I have been accused of being a hoarder. I prefer the word ‘collector’. I definitely get interested in something and start gathering. It all started when I was very young and somebody gave me a Superman figurine. It turns out you could also get Batman, Wonder Woman, Aquaman, Spider-man … I got them all. And Davy Crockett, Dracula, even The Falcon (pictured, who turned out to be the first black super hero and is now highly collectable). I still have them all. In a suitcase, stashed under the stairs at my house, but still there. Bashed to within an inch of their lives, through endless play in my pre-teen years. (The hilarious thing is that the made-up stories, my imagination roaming, with those figurines playing out the storylines? Years later, I’d write The OK Team and OK Team 2, and get that same imaginary roaming published.)
Later came my Mr Potato Head obsession, which started in a church hall in Hawthorn, accompanying my future business partner, Michael, to a

My Sixties Potato Head collection: now showing in my office.
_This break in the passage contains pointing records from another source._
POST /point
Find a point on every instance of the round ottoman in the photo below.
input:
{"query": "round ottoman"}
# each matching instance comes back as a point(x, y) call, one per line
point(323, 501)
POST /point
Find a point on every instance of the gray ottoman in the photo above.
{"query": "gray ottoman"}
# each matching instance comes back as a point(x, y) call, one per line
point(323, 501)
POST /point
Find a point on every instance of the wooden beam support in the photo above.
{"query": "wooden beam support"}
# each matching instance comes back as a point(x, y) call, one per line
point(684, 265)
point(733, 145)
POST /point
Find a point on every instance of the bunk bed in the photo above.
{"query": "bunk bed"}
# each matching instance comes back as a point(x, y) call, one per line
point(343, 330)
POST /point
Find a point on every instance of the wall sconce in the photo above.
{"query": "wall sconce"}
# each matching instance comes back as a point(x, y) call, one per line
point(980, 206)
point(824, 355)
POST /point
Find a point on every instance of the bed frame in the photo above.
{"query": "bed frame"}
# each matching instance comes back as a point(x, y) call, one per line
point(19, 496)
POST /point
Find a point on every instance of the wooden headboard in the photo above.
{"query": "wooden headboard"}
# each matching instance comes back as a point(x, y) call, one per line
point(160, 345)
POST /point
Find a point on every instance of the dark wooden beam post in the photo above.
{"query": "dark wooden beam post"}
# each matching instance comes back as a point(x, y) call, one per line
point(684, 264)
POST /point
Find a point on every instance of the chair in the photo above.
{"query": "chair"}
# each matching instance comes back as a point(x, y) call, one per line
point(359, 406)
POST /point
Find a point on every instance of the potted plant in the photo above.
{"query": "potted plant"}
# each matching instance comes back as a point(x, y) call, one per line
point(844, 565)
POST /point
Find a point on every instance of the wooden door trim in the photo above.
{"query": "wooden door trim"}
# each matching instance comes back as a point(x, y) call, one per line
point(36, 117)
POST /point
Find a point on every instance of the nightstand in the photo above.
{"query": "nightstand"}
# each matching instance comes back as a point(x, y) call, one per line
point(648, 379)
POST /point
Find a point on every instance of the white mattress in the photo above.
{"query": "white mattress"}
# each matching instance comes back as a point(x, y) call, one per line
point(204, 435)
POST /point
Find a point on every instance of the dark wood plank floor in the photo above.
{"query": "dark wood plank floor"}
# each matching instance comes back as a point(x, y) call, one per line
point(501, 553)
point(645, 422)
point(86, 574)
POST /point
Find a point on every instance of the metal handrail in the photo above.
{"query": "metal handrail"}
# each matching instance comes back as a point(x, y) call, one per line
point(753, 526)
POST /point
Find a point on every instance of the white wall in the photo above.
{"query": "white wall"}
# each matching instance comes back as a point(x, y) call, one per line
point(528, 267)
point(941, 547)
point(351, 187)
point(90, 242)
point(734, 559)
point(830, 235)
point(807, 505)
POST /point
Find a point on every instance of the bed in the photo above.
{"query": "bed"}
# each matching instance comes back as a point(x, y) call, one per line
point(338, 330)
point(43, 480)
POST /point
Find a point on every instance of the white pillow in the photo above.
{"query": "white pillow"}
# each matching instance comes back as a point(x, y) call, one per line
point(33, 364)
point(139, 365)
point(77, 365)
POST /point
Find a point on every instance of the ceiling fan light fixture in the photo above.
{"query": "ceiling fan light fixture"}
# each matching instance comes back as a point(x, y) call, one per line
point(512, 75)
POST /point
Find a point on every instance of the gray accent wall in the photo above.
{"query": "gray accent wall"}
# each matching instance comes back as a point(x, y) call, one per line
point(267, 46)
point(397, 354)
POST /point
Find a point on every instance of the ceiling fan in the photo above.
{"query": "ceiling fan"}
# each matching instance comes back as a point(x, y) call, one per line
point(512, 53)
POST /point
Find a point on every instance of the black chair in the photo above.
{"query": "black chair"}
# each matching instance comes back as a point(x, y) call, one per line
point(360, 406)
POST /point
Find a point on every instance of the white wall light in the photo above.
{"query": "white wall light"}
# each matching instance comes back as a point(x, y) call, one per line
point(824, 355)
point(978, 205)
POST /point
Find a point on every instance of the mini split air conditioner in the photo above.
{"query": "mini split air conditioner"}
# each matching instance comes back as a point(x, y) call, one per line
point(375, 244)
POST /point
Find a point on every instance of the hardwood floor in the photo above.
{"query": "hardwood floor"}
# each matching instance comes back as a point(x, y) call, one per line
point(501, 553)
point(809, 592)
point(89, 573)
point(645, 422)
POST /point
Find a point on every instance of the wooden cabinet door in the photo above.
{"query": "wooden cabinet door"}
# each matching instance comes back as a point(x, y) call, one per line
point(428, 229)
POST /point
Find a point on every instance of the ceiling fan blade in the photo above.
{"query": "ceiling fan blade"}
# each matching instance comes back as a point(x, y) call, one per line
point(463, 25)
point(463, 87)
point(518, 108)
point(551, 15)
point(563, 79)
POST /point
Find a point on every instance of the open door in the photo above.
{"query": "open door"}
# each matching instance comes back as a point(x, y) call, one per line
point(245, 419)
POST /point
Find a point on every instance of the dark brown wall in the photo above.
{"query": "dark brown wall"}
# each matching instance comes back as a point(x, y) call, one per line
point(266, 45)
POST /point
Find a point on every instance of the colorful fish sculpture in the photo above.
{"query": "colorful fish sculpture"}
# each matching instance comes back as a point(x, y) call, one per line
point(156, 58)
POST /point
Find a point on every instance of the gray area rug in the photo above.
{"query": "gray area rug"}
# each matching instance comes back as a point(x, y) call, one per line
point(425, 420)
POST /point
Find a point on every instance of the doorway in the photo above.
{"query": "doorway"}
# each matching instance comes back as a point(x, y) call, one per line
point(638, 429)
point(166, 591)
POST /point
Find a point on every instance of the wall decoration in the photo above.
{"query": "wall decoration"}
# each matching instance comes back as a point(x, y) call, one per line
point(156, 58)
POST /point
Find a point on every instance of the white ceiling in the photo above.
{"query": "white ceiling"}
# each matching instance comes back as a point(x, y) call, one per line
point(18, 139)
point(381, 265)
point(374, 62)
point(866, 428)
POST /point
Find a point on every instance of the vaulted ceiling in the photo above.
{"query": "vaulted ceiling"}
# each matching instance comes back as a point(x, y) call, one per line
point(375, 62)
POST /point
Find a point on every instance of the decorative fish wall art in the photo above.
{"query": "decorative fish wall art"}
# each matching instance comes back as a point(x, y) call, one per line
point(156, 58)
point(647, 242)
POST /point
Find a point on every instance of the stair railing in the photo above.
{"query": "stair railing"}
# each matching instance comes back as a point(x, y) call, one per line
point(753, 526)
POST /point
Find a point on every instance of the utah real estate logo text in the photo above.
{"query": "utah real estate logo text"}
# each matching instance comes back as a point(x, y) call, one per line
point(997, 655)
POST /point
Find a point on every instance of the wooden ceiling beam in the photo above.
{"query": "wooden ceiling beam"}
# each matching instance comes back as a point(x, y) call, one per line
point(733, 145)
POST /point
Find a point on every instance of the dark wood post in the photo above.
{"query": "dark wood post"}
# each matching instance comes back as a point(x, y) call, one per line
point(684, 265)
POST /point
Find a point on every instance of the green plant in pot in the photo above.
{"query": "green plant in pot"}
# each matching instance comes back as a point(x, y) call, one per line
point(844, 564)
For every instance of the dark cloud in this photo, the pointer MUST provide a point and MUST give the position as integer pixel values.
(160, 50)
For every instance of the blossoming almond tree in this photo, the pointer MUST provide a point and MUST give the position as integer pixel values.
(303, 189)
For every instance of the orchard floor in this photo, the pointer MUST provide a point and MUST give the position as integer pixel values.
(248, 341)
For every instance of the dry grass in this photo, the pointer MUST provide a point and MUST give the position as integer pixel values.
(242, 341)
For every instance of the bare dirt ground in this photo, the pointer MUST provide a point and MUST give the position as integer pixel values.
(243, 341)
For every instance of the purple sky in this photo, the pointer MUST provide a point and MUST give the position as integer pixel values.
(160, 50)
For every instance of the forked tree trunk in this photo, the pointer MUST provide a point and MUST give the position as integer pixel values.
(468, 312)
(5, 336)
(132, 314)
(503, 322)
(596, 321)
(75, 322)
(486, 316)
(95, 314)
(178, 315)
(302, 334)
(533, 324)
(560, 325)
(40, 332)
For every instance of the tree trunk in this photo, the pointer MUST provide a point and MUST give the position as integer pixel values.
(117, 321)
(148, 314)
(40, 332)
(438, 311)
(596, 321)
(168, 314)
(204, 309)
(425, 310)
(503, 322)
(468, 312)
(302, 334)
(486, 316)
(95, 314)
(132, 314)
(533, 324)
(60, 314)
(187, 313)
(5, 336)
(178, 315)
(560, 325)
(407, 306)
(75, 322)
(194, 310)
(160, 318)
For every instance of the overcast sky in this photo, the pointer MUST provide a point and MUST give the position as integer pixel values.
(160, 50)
How do you like them apples of the earth, MisterSpud?
collectables auction where he was chasing Collingwood memorabilia. I wandered along the stalls and found Oscar the Orange, a Mr Potato Head character who took me straight back to my childhood. Bidding sensibly stopped for Oscar at $100 or so. I realised my hand was in the air. Now I owned Oscar, it seemed crazy not to start hunting all the other 1960s potato people: Katie Carrot, Cookie Cucumber, Pete Pepper … and wow, in America, there were ones I’d never heard of: Willy Burger, Frenchy Fry. And English ones: Mr Egg Bod and Katie Pear. This was when eBay was just finding its feet and suddenly it was possible to bid furiously for a potato-based character in Cincinnati or Seattle. I had some epic duels with my nemesis, a collector called MisterSpud. I finally got the entire set of Sixties spuds and retired from competition.
Then came magic and treasures like first editions of Robert-Houdin‘s landmark ‘autobiography’ (this French magician was a father of the Golden Age of magic and remains, as far as I know, the only magician to single-handedly use magic to stop an African revolution), or Howard Thurston magic coins. That cost me a lot of money.
And then came hockey. And more specifically, hockey jerseys.
My first one was a Zetterberg #40. Detroit Red Wings, of course. When I first started seriously following the Wings. But then I started playing and my jersey fetish blossomed, grew and mutated, to incorporate the Icehouse Rookies, the Wings’ AHL affiliate Grand Rapids Griffins, and even an obscure Canadian team, the Medicine Hat Tigers, where Wings stars like Darren Helm and Chris Osgood had started out (and it turned out, a team that my coach, Lliam Webster, played against. He got a decent shock when Big Cat and I wandered into the Icehouse wearing Medicine Hat jerseys one day). With many training sessions, dev league (before the dedicated jerseys), skating sessions and just walking around, there has been no shortage of opportunity to strut my many jerseys.
Here’s where the collection stands, three years in:

My first hockey jersey: Hank Zetterberg, 2009. When we went to Detroit in 2011, I didn’t take it, because I KNEW I’d be buying another one, and I did: a signed Nick Lidstrom jersey, which I occasionally wear around, like to a Melbourne Ice game, horrifying potential collectors. I’m, like, what? Lidstrom never signed another jersey? I prefer enjoying it, to framing it. I still love my Zetterberg first-ever, and sometimes still wear it on the ice.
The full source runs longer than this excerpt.